I
Çevrimdışı
DANONE YOĞURTLARI
Selanik'ten 1912'de İspanya'ya göç eden ünlü Karasu ailesinden Dr.
İzak Karasu, adını Isaac, soyadını da Carasso olarak değiştirdi. 1.
Dünya Savaşı'nda bağırsak enfeksiyonundan ölen çocuklara çare ararken
çocukluğunda kendilerine yoğurt satan Selanikli'yi hatırladı. Evinin
bodrumunu mandıra yaptı ve 1919'da yoğurdu ilaç olarak geliştirip
eczanelerde sattı. İlacın adını oğlunun isminden esinlenerek Danone
koydu. Bir sanayi devi işte böyle doğdu.
27 Nisan 1909 Salı günü öğleden sonra Yıldız Sarayı'nın ardına kadar
açılmış büyük demir kapısından içeri yağız atların çektiği peş peşe
dört kupe fayton girdi. Serin, zaman zaman yağmurun çiselediği bir
gündü. Mabeynciler dört faytondan inen Meclis-i Milli heyetini
saygıyla selamladıktan sonra önlerine düşüp sarayın arz salonuna
yönlendirdiler. Osmanlı İmparatorluğu'nu 33 yıldır yönetmekte olan
34'üncü padişah II. Abdülhamit geniş pencerelerden Boğaz'ı
seyrediyordu. Dalgın ve hüzünlü.çökmüş ve kamburu çıkmış. Başmabeyinci
konukları haber verdi. Ağır adımlarla koltuğa oturdu. Tahtlar çoktan,
kendisinden çok önce Topkapı Sarayı'nın hazine dairesine
kaldırılmıştı. Dört kişilik heyet içeri girdi. Biri başkan olduğunu
vurgulamak için diğerlerinden bir adım önde. Başlarını hafifçe öne
eğerek II. Abdülhamit'i selamladılar.
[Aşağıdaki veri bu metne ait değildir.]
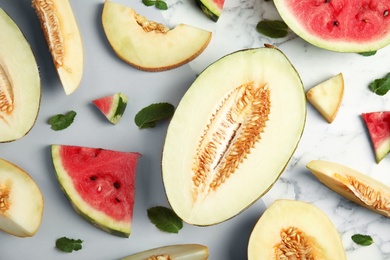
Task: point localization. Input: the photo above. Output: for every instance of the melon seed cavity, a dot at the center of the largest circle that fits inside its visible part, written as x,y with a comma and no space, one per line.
233,130
45,11
6,93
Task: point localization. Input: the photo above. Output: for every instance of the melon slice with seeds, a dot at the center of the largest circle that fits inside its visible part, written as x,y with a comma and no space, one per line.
327,96
112,106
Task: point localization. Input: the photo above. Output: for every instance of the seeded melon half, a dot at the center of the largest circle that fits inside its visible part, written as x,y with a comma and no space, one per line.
232,135
291,229
20,84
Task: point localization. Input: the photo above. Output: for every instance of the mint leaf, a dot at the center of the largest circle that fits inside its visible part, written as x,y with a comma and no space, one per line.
368,53
60,121
272,28
363,240
68,244
165,219
381,86
148,116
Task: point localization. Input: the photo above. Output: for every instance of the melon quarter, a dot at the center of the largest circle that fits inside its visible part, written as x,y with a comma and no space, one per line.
343,25
232,135
20,84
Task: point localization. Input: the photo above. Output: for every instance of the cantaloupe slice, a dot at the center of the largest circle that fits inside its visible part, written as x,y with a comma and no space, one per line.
148,45
327,96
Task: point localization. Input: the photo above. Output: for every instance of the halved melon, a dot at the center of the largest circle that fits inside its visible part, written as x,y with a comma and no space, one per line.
343,26
174,252
21,201
64,40
232,135
99,183
20,84
326,97
291,229
148,45
353,185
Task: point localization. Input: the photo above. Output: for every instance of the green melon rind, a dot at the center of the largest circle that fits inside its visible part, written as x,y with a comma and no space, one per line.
118,107
332,45
93,216
209,9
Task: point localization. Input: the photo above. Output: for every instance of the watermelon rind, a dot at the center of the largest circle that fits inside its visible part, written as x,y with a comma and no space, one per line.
336,45
210,9
95,217
117,108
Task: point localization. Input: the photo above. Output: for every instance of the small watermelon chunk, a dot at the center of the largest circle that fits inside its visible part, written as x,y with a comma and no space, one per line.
378,126
112,106
211,8
99,183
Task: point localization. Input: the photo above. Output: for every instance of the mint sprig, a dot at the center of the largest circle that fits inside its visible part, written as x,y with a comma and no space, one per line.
68,245
165,219
62,121
148,116
159,4
381,86
272,28
363,240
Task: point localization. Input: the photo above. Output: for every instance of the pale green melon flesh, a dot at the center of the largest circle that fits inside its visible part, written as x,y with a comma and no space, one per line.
263,68
21,213
315,228
19,82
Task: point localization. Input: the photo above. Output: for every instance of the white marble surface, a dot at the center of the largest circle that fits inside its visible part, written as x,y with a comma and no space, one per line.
344,141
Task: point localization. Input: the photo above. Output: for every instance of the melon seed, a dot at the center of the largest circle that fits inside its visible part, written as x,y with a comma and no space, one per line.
295,244
148,25
233,130
6,94
45,11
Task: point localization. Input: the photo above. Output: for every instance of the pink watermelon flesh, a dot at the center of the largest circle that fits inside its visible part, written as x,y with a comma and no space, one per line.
378,126
105,179
348,20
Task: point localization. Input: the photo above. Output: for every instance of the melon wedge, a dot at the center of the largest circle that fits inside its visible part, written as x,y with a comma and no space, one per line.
20,84
21,201
378,126
112,106
148,45
223,155
294,230
174,252
353,185
99,183
326,97
64,40
343,26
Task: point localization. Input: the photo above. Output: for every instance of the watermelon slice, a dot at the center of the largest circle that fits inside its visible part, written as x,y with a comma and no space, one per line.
211,8
342,25
112,106
99,183
378,125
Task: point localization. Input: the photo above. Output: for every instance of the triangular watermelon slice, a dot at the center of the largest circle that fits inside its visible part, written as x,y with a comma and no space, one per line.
378,125
99,183
112,106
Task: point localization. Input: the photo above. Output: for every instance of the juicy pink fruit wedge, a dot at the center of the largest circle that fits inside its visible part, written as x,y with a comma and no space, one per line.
99,183
378,126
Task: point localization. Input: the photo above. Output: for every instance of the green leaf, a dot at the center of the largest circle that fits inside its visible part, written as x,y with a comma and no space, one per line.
165,219
363,240
68,244
161,5
381,86
149,2
60,121
148,116
368,53
272,28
Padişah gelişmeleri biliyordu,
heyetin kimlerden oluştuğunu da mabeyn başkâtibi Cevat Bey'den
öğrenmişti. Kısa bir sessizlikten sonra heyetin başkanı ya da sözcüsü
sebeb-i ziyaretlerini anlatmaya başladı. O sözcünün adı Emanuel
Karasu'ydu. Selanik Mebusu Karasu özetle Meclis-i Milli'nin
Abdülhamit'in hal'ine karar verdiğini, kendilerinin bunu tebliğle
görevlendirildiklerini söyledi ve hükmü üç sözcükle özetledi: "Millet
sizi istemiyor." Abdülhamit'in gizlemeye çalıştığı acıyı ela
gözlerinden bir anlığına gelip geçen keder bulutları ele verdi.
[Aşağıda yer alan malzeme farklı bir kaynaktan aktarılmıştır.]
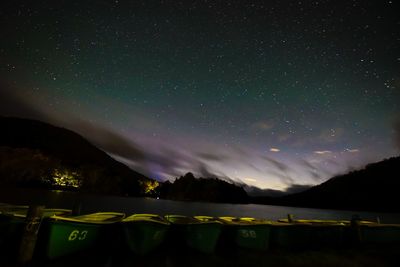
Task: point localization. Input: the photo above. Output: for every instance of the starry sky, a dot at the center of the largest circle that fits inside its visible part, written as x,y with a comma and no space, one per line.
272,94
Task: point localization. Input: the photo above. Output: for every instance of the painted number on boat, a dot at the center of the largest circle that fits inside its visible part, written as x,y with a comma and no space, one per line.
248,233
77,235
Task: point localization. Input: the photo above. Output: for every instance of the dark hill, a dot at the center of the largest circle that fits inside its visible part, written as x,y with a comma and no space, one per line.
31,150
374,188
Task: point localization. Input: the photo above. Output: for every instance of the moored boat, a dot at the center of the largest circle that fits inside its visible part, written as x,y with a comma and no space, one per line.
247,232
200,232
63,235
144,232
13,223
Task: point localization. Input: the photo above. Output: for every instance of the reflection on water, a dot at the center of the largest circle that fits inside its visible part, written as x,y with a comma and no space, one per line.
93,203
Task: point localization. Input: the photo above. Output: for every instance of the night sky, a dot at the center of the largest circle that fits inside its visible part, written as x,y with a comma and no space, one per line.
273,94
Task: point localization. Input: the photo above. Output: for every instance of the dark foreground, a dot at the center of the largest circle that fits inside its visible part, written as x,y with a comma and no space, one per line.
166,257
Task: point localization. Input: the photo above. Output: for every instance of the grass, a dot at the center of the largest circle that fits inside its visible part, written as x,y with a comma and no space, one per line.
168,257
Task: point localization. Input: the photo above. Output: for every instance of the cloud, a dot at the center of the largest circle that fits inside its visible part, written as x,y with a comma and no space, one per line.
213,157
292,189
281,170
311,169
297,188
352,150
331,135
322,152
16,104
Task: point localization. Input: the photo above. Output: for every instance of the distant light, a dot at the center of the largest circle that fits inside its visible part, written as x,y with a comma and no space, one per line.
323,152
352,150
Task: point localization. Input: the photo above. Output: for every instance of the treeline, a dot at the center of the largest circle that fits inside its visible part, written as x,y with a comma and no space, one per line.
24,167
189,188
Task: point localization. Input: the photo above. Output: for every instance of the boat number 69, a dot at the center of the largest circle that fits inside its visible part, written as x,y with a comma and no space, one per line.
76,234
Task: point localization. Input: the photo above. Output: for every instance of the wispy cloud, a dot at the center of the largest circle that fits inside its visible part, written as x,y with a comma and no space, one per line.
354,150
322,152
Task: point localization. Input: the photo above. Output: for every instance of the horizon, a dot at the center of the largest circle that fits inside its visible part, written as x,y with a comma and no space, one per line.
267,95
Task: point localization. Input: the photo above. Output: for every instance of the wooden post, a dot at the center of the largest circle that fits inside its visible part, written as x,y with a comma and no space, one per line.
29,236
356,229
290,218
76,209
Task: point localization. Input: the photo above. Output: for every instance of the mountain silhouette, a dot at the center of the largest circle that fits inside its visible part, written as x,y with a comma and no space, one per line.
31,150
374,188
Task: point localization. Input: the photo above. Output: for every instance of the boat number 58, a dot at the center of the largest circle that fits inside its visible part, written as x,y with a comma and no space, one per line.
76,234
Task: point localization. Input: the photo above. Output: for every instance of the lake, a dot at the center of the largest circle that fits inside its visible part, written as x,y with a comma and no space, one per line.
129,205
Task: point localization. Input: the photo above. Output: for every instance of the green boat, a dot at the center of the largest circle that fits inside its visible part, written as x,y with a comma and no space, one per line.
144,232
64,235
200,232
249,233
315,221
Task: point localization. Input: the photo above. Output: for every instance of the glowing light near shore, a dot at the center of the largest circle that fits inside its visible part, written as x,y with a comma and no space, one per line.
323,152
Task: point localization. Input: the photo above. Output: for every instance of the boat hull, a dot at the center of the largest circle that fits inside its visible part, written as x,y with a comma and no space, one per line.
250,236
143,237
61,238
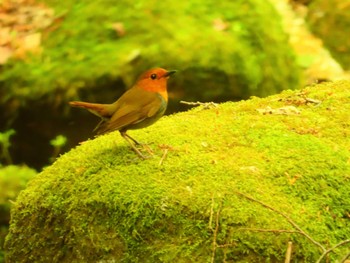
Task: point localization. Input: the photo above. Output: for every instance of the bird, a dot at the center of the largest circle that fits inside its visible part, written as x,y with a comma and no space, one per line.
140,106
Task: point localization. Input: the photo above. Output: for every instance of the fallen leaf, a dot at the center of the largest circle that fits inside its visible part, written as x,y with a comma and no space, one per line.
5,54
287,110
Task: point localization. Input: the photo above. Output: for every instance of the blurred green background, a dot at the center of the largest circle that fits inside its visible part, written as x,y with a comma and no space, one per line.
54,51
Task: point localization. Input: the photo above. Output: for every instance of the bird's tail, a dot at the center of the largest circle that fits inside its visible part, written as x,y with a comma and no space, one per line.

Gözlerini heyet üyelerinin üstünde gezdirdi. Sırayla. Sonra tane tane
konuştu: "Bir Türk padişahına ve İslam halifesine hal' kararını
bildirmek için bir Yahudi, bir Ermeni, bir Arnavut ve bir nankörden
başkasını bulamadılar mı?" Emanuel Karasu (Yahudi), Aram Efendi
(Ermeni), Esat Toptani (Arnavut) ve Ahmet Hikmet Paşa (Abdülhamit'in
uzun süre yaverliğini yaptıktan sonra muhalefet saflarına geçen Gürcü)
hiç tepki vermediler.
Abdülhamit ve yakınları hemen o gece Sirkeci'den trene bindirilip
Selanik'e gönderildi. Selanikli Emanuel Karasu da yıllarca düşlediği
bu "son"u görmenin mutluluğuyla, hayatının en unutulmaz gecelerinden
birini yaşadı. Emanuel Karasu, Selanik'te doğup büyümüş bir
Yahudi'ydi. 400 yıl önce, 1492'de İspanya'dan sürülmüş ve Sultan II.
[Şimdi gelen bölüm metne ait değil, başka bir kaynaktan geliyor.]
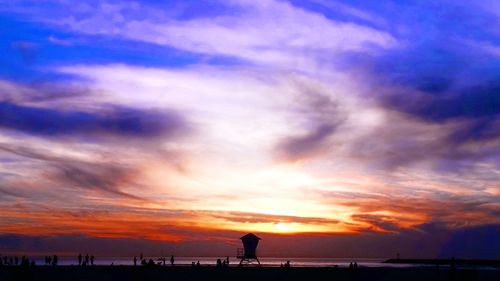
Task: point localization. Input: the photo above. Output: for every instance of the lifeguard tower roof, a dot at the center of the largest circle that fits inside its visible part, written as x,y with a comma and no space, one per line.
250,236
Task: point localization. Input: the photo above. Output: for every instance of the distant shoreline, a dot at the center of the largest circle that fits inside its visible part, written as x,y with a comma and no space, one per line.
472,262
156,273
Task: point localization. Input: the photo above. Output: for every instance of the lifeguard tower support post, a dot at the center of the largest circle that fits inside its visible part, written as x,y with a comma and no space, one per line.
249,252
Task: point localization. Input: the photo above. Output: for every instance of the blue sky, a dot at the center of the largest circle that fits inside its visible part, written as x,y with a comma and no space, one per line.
284,117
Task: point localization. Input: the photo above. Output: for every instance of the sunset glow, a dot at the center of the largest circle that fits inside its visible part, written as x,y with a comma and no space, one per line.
179,121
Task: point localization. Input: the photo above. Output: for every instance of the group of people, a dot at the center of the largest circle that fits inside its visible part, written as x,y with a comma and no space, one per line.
151,262
84,261
12,261
223,262
286,264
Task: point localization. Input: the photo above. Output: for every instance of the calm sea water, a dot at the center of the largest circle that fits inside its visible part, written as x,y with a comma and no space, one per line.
206,261
270,262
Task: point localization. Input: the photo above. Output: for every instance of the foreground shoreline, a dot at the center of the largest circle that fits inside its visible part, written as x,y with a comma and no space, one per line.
125,273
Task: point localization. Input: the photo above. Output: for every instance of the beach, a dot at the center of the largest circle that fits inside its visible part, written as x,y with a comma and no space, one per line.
125,273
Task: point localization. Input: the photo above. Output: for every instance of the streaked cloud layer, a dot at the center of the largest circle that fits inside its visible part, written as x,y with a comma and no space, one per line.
167,121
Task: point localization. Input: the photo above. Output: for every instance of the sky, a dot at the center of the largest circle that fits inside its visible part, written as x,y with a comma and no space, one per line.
330,128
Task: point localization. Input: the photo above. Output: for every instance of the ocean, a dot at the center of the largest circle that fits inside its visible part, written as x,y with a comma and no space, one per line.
211,261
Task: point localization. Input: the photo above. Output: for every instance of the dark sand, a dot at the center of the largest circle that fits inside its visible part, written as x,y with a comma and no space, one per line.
125,273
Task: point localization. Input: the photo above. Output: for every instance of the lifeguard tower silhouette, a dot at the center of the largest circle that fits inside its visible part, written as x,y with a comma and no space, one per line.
248,253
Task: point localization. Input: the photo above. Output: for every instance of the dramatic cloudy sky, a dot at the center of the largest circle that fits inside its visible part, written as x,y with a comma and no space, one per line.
327,125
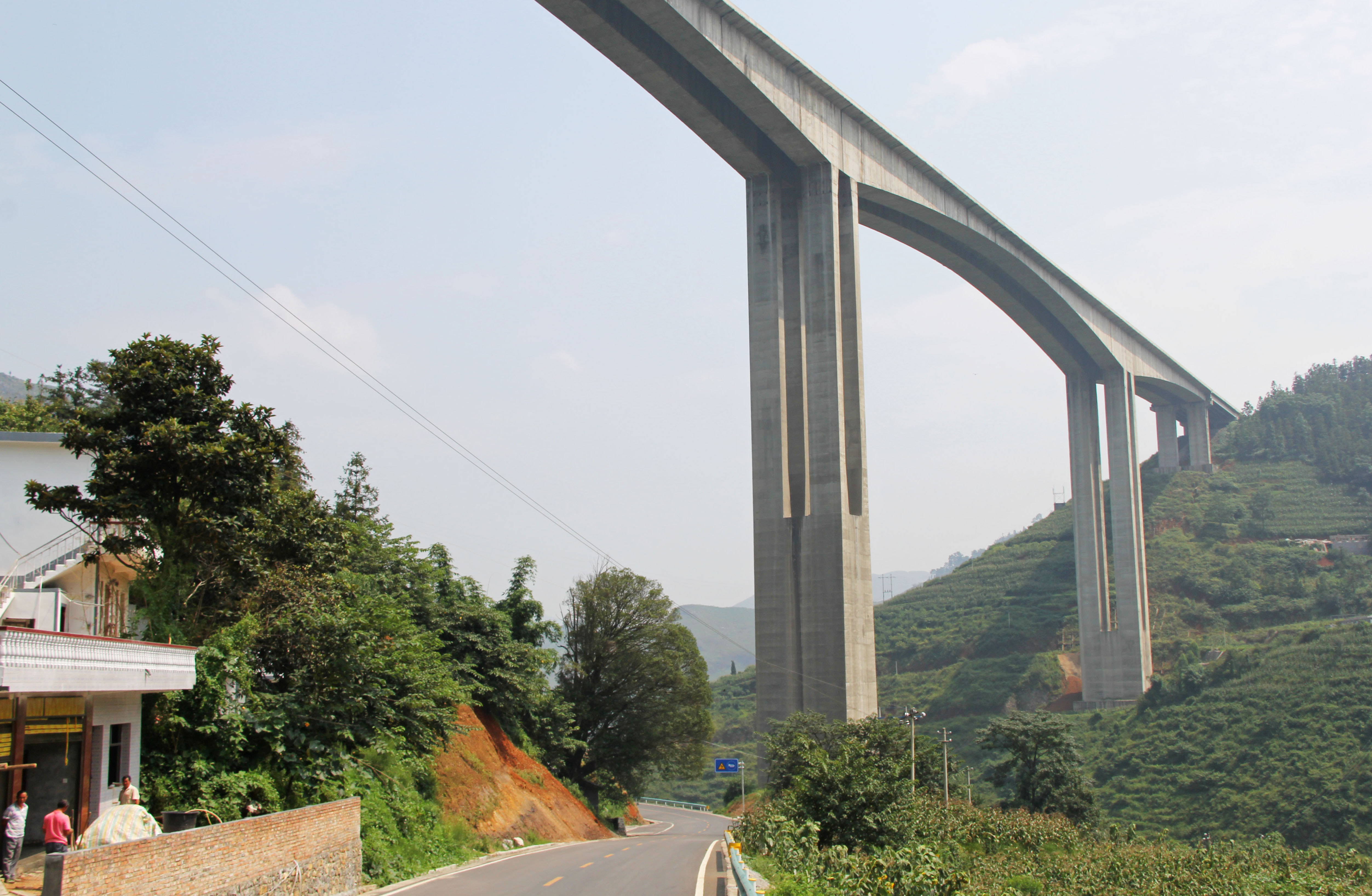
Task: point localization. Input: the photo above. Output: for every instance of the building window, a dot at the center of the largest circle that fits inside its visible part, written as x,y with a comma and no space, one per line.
120,737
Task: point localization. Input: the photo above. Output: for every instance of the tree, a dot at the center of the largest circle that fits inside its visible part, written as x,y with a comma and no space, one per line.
851,778
194,479
1043,762
637,685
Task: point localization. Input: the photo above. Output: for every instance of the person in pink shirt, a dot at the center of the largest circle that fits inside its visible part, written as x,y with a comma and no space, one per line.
57,829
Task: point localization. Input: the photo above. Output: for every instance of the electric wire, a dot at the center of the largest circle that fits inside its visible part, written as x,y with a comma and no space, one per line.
360,372
357,371
486,468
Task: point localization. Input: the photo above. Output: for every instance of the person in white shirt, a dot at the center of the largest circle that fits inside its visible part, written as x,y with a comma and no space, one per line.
130,794
16,820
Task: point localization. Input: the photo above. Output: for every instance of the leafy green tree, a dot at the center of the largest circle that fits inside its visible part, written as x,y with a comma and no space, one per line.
850,778
1043,763
637,685
193,477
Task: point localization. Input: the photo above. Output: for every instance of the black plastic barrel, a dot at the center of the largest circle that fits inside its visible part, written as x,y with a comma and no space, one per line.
173,823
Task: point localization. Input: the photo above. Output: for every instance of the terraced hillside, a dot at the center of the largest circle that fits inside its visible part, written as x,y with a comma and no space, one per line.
1241,744
1271,739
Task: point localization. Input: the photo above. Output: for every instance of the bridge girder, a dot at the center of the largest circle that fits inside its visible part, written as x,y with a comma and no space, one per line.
764,110
816,167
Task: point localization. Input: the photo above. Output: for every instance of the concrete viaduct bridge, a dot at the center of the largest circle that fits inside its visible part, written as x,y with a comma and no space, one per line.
817,167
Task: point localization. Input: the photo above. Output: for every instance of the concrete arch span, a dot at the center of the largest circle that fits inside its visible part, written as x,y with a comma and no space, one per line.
817,167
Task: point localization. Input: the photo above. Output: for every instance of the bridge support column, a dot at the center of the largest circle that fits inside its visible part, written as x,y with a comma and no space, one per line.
1170,459
1116,643
1089,526
1198,437
811,555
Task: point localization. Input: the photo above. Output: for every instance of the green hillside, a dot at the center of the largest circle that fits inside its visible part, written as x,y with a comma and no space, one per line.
1276,737
1224,573
711,625
733,710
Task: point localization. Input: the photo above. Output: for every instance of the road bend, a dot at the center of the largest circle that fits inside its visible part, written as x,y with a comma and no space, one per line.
680,855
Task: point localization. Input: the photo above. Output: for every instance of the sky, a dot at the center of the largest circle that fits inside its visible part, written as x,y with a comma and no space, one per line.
511,234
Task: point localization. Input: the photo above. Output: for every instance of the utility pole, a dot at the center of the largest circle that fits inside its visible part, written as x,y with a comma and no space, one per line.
910,718
945,739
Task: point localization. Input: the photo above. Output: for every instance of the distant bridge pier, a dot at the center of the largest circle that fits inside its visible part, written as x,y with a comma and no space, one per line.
1170,455
1198,436
1196,416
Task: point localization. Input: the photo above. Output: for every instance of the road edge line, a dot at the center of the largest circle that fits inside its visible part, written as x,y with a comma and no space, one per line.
700,879
400,887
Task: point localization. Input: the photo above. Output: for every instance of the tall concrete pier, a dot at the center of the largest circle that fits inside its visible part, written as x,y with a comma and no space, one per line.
813,570
817,167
Beyazıt'ın izniyle Selanik'e yerleşmiş Sefarad'lardan idi. Hukuk
öğrenimi görmüştü. Avukatlık yapıyordu ve meslektaşlarının cesaret
edemediği garip davaları alıp müvekkillerine kazandırmasıyla ün
yapmıştı. Bir ayağı İtalya'daydı o sıralar. İtalyan vatandaşlığına
geçtiği çok yıllar sonra ortaya çıktı. Roma ama özellikle Venedik'te
kurduğu dostluklar onun bir "ilk"e imza atarak tarihe girmesini
sağladı. Osmanlı İmparatorluğu'nda ilk mason localarını o örgütledi.
Önce Selanik'te, ardından İzmir'de, Bursa'da, İstanbul'da; hatta
Osmanlı'nın artık pek hükmünün geçmediği Kahire'de şubeler açtı.
Locaların ortak genel kurulunda, Türkiye Süprem (Yüksek) Konseyi şöyle
oluştu: Prens Aziz Hasan Paşa (general), Cavit Bey (İttihat ve Terakki
döneminde Maliye Nazırı oldu, Lozan'daki Türk heyetinde görev aldı,
Atatürk'e İzmir'deki suikast girişiminin ardından İttihatçılar'ı
temizleme operasyonunda idam edildi), Jozef Sakakini Bey (Kahire
locasından), Süleyman Faik Paşa (ordu komutanı), Mehmet Talat Paşa
(eski Başvekil), David J. Kohen, Mişel A. Noradungyan, Osman Talat Bey
(avukat), Emanuel Karasu (avukat), Dr. Rıza Tevfik Bey (senatör,
filozof), Mehmet Arif (avukat), Galip Paşa (general, Emniyet Genel
Müdürü), Mehmet Fuat Hulusi Bey (milletvekili, avukat), Sarim Kibar
(tüccar), Mithat Şükrü Bey (milletvekili), Rahmi Bey (milletvekili,
vali), Katipzade Sabri Bey (tüccar). Bir de loca yönetiminde olmayan
perde arkasındaki güçlü isimler vardı Karasu'nun çevresinde. Örneğin
Talat Paşa. O yıllarda gizli bir örgüt olan İttihat ve Terakki'ye
toplantıları için Selanik'teki mason locasının (Bir İtalyan'ın mülkü
olduğu için kapitülasyonlar uyarınca polis, mahkemeden özel izin
almadan giremiyordu) kapılarını açtı. O da katıldı örgüte. Çabuk
parladı. Uzatmayalım. Emanuel Karasu, 1912 ve 1914 seçimlerinde de
İstanbul temsilcisi olarak Meclis-i Mebusan'da yer aldı. İttihat
Terakki iktidarında çok zengin oldu. Denildiğine göre, devletin alım
ve satımlarında aracılık yaparak komisyon alıyordu. İttihat ve
Terakki'nin çöküşünden ve tüm liderlerinin yurtdışına kaçmalarından
sonra o nedense İstanbul'da kaldı. Servetinin önemli bir bölümüne el
konuldu. İşgal yıllarında İtalya'ya gitti. Türkiye Cumhuriyeti
kurulduktan sonra 1930'larda döndü. 1934'te son nefesini verdi.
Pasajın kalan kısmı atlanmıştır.